Diğer önergeyi okutuyorum:
Türkiye Büyük Millet Meclisi
Başkanlığına
Görüşülmekte olan 412 sıra
sayılı 667 sayılı Kanun Hükmünde Kararnamenin 8inci
maddesinin birinci fıkrasına aşağıdaki cümlenin
eklenmesi arz ve teklif ederiz.
Bülent
Tüfenkci
Gümrük
ve Ticaret Bakanı
Bu durumda, ilgili kurum ve kuruluşlara ait ve
sözleşme tarihinde mevcut bina, yapı ve tesisler hariç olmak üzere,
taşınmazların üzerinde yapılan bina, yapı ve tesisler
ile her türlü taşınır, alacak ve haklar, belge ve evrak 23/7/2016
tarihinden geçerli olmak üzere bedelsiz olarak Hazineye devredilmiş
sayılır.
BAŞKAN Komisyon önergeye katılıyor
mu?
PLAN VE BÜTÇE KOMİSYONU BAŞKAN
VEKİLİ MEHMET ŞÜKRÜ ERDİNÇ (Adana) Takdire
bırakıyoruz.
BAŞKAN Hükûmet?
ORMAN VE SU İŞLERİ BAKANI VEYSEL
EROĞLU (Afyonkarahisar) Katılıyoruz Başkanım.

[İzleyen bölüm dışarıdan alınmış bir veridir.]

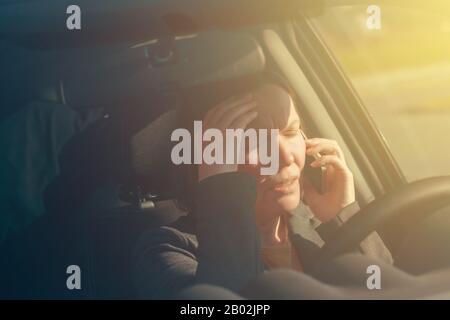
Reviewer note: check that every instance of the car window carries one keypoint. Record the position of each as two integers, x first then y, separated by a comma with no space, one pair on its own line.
398,60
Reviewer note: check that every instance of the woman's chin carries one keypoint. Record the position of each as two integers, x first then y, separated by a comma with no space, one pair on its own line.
287,202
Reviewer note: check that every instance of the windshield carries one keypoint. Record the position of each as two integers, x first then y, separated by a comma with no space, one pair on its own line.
399,63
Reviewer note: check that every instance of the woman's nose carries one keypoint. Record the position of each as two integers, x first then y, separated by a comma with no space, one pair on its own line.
285,154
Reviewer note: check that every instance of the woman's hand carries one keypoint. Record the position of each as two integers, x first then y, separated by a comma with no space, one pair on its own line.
234,113
338,190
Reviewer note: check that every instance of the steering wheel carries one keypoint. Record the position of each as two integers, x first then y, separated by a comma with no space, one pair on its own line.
410,203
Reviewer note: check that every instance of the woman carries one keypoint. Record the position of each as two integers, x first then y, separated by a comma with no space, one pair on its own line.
245,223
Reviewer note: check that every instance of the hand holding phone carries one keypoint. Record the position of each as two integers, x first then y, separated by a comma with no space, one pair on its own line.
326,168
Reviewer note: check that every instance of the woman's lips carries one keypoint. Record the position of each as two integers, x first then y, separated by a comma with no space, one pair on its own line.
284,187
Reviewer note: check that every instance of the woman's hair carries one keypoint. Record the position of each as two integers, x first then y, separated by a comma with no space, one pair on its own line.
195,104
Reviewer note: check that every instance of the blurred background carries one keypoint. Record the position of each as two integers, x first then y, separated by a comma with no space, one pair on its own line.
402,74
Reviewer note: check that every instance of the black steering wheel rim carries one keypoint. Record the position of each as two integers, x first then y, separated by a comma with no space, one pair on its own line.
413,201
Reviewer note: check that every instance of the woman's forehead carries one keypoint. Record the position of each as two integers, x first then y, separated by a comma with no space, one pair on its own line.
275,107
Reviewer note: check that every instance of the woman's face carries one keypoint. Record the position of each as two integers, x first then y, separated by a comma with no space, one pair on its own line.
279,193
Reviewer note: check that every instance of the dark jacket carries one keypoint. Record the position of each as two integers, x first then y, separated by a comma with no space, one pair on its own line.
223,247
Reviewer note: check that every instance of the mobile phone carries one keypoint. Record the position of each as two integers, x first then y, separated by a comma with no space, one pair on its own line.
313,174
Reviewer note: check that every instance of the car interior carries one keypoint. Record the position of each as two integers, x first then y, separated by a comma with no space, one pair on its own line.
106,74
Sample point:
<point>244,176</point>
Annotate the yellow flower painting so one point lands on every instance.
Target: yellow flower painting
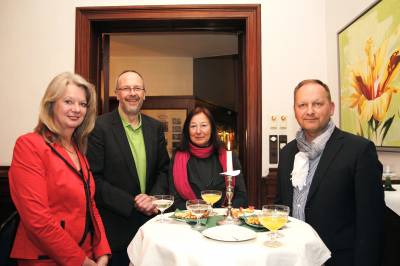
<point>369,71</point>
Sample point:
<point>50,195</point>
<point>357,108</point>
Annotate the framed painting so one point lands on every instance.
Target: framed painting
<point>172,120</point>
<point>369,75</point>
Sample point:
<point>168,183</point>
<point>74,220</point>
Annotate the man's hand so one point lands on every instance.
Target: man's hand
<point>102,261</point>
<point>144,204</point>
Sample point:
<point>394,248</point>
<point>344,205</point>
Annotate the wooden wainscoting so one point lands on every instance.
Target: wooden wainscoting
<point>7,206</point>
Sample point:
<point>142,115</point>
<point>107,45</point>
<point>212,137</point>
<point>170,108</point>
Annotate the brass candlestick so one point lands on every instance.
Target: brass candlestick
<point>229,219</point>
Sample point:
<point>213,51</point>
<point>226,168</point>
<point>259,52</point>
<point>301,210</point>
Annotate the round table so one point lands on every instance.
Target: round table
<point>175,243</point>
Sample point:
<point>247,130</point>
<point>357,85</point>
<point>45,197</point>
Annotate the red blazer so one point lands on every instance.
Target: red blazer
<point>50,199</point>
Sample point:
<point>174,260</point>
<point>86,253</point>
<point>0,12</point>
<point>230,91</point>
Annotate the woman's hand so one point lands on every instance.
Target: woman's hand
<point>102,261</point>
<point>88,262</point>
<point>144,204</point>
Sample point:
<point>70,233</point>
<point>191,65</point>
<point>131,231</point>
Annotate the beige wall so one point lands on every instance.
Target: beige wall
<point>38,37</point>
<point>159,73</point>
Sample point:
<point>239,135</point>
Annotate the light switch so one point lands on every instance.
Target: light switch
<point>273,122</point>
<point>283,122</point>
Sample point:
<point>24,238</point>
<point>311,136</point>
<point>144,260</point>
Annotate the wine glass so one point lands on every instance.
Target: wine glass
<point>273,217</point>
<point>198,208</point>
<point>162,203</point>
<point>211,197</point>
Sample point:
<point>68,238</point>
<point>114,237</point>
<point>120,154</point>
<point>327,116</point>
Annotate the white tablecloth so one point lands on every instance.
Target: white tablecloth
<point>175,243</point>
<point>392,199</point>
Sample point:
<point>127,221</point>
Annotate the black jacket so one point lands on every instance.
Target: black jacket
<point>117,182</point>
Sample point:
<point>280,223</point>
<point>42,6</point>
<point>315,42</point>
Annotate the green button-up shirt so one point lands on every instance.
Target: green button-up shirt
<point>138,149</point>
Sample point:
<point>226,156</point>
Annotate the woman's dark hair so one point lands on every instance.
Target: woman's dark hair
<point>214,140</point>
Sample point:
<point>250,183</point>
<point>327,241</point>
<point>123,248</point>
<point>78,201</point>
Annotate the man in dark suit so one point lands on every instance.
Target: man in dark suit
<point>128,157</point>
<point>332,180</point>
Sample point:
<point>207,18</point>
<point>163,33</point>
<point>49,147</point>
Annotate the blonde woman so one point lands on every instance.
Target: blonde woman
<point>51,183</point>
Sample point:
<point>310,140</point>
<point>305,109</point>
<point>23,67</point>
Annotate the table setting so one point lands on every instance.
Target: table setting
<point>178,240</point>
<point>202,235</point>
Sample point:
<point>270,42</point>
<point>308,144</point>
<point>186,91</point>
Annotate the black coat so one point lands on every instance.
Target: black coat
<point>345,204</point>
<point>117,181</point>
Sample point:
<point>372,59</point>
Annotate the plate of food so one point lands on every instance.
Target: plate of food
<point>252,220</point>
<point>187,216</point>
<point>240,212</point>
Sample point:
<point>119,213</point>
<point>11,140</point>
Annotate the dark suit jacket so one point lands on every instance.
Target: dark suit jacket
<point>117,181</point>
<point>345,204</point>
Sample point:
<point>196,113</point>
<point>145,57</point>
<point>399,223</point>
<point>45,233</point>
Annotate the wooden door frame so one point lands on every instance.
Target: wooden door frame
<point>91,22</point>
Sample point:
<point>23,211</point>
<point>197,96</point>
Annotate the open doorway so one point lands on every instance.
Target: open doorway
<point>201,67</point>
<point>244,20</point>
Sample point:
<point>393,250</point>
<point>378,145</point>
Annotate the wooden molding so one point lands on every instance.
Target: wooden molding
<point>245,20</point>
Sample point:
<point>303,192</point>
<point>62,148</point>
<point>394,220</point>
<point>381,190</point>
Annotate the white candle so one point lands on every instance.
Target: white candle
<point>229,165</point>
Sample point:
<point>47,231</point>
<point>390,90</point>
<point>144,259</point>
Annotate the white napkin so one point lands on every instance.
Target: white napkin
<point>300,170</point>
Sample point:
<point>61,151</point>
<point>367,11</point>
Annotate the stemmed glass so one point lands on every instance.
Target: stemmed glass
<point>211,197</point>
<point>162,203</point>
<point>198,208</point>
<point>273,217</point>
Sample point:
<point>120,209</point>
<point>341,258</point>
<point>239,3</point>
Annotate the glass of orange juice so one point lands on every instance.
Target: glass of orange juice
<point>211,197</point>
<point>273,217</point>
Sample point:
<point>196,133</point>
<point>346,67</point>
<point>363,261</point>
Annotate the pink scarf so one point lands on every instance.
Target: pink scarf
<point>179,170</point>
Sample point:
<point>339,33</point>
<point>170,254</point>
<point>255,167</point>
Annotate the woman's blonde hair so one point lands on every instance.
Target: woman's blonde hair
<point>46,126</point>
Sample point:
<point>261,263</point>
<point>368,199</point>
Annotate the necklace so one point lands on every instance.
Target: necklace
<point>68,150</point>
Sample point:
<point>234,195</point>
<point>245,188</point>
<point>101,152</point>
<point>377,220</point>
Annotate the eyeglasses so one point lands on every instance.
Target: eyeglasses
<point>129,89</point>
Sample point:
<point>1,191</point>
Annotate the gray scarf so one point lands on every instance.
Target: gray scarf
<point>308,151</point>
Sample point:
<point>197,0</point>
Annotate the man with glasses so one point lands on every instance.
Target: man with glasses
<point>129,160</point>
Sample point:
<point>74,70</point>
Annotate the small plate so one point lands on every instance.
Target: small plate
<point>229,233</point>
<point>246,220</point>
<point>181,215</point>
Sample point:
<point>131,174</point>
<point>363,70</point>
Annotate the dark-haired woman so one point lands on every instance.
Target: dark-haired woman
<point>198,162</point>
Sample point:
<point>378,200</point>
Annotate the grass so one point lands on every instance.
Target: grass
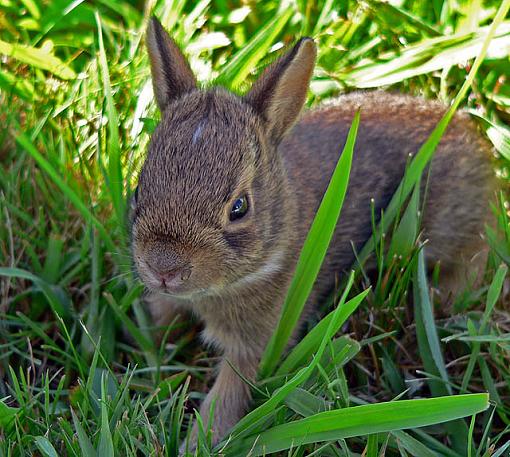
<point>80,372</point>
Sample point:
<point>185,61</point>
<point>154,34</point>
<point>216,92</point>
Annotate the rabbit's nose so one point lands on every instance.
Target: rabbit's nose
<point>172,278</point>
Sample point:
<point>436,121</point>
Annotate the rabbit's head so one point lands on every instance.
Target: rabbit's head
<point>212,202</point>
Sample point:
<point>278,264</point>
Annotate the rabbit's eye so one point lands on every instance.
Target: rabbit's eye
<point>239,208</point>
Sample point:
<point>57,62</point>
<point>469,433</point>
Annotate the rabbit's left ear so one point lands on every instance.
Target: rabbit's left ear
<point>280,93</point>
<point>171,74</point>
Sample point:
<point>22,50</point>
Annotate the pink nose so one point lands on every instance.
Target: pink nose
<point>172,278</point>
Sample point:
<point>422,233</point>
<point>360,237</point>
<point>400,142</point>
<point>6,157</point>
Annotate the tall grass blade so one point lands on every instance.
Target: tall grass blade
<point>362,420</point>
<point>312,254</point>
<point>246,59</point>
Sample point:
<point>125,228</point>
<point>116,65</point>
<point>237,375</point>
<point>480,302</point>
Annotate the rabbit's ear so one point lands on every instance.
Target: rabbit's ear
<point>171,74</point>
<point>280,93</point>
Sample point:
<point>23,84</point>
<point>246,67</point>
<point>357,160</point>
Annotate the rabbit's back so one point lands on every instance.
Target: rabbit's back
<point>392,127</point>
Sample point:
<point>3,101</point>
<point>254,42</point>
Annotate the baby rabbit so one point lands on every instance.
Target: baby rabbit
<point>231,184</point>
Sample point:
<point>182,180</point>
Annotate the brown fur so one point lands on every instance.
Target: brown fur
<point>212,146</point>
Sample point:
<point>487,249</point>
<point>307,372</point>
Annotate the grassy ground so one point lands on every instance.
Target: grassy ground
<point>80,373</point>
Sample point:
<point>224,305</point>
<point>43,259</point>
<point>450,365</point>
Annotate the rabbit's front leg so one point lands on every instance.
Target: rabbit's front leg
<point>230,395</point>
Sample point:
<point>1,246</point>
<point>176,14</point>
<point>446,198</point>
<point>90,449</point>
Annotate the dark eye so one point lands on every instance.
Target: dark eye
<point>239,208</point>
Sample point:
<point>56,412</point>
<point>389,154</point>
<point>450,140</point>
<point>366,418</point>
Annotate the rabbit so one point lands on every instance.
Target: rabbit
<point>231,184</point>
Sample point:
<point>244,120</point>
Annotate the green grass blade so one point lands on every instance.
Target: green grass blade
<point>312,254</point>
<point>268,408</point>
<point>7,414</point>
<point>58,307</point>
<point>115,178</point>
<point>85,444</point>
<point>245,60</point>
<point>38,58</point>
<point>45,447</point>
<point>48,167</point>
<point>492,296</point>
<point>105,448</point>
<point>426,152</point>
<point>362,420</point>
<point>426,329</point>
<point>311,342</point>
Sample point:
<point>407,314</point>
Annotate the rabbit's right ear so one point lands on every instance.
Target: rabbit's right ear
<point>171,74</point>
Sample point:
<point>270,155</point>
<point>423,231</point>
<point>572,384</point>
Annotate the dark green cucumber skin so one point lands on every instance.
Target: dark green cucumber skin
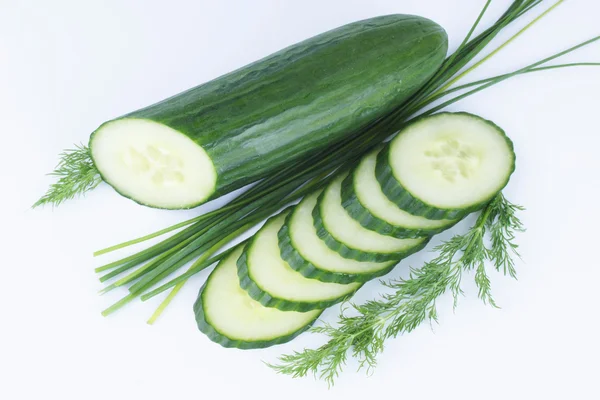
<point>406,201</point>
<point>304,98</point>
<point>349,252</point>
<point>213,334</point>
<point>362,215</point>
<point>309,270</point>
<point>264,298</point>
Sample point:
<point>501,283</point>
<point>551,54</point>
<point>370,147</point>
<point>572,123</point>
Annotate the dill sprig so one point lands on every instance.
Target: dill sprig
<point>76,174</point>
<point>363,334</point>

BAŞKAN Gerekçeyi okutuyorum:
Gerekçe:
Maddeye 670 sayılı KHK ile yapılan
değişikliğin yansıtılması amaçlanmaktadır.
BAŞKAN Önergeyi
oylarınıza sunuyorum: Kabul edenler
Kabul etmeyenler... Önerge kabul
edilmiştir.
Şimdi, son önergeyi
okutuyorum:
Türkiye Büyük Millet Meclisi
Başkanlığına
Görüşülmekte olan 412
sıra sayılı 667 sayılı Olağanüstü Hal
Kapsamında Alınan Tedbirlere İlişkin Kanun Hükmünde
Kararname ile İç Tüzük'ün 128'nci maddesine göre, doğrudan gündeme
alınmasına ilişkin Türkiye Büyük Millet Meclisi
Başkanlığı Tezkeresinin 8'nci maddesinin (1)'inci
fıkrasındaki "değerlendirilmesi" ibaresinin
"tespit edilmesi" olarak değiştirilmesini arz ve teklif
ederiz.
Ruhi Ersoy (Osmaniye) ve
arkadaşları
BAŞKAN Komisyon önergeye katılıyor
mu?
PLAN VE BÜTÇE KOMİSYONU BAŞKAN
VEKİLİ MEHMET ŞÜKRÜ ERDİNÇ (Adana)
Katılmıyoruz.
BAŞKAN Hükûmet?
ORMAN VE SU
İŞLERİ BAKANI VEYSEL EROĞLU (Afyonkarahisar)
Katılmıyoruz Başkanım.
BAŞKAN Önerge
hakkında konuşmak isteyen Ruhi Ersoy, Osmaniye Milletvekili.
Buyurunuz Sayın Ersoy.
(MHP sıralarından alkışlar)
RUHİ ERSOY (Osmaniye)
Sayın Başkan, değerli milletvekilleri; ülkemizin içerisinde
bulunduğu bu olağanüstü sürecin olağanüstü şartlarda devam
ettiğini hepimiz görüyoruz. Memleketimiz dört bir yandan kuşatma
altındayken Türk ordusunun yurt dışında verdiği
mücadelede şerefli Türk askerine başarılar diliyoruz. Türkiye
içerisinde terörle mücadele veren doğu ve güneydoğudaki
askerlerimize, tüm silahlı güçlerimize, emniyet mensuplarımıza
tüm samimiyetle kolaylıklar diliyoruz.
Maalesef her gün şehit
haberleri alıyoruz. Biz dün bir özel harekât polisi ağabeyimizi yine
Osmaniyede son yolculuğuna uğurladık. Onun, üniversite
öğrencisi olan evlatlarıyla beraber, ailesiyle beraber o acıyı
daha farklı o atmosferde yaşadık diğer milletvekili
arkadaşlarımızla beraber. İnşallah, bütün
bunların hepsinin son bulmasını istiyoruz. Son
bulmasını isterken de millî birlik ve beraberliğe duyulan
ihtiyacın hepimiz, bu Meclisteki tüm arkadaşlar olmak üzere
farkındayız ve aziz Türk milletinin beklentisi de bu manada millî
birlik ve beraberlikte siyasetteki dilin keskinleşmeden,
kutuplaşmadan devam etmesinden yana.
Milliyetçi ülkücü hareketin mensupları ve
başta lideri olmak üzere bu iklimi tesis etmek için azami gayret içerisinde.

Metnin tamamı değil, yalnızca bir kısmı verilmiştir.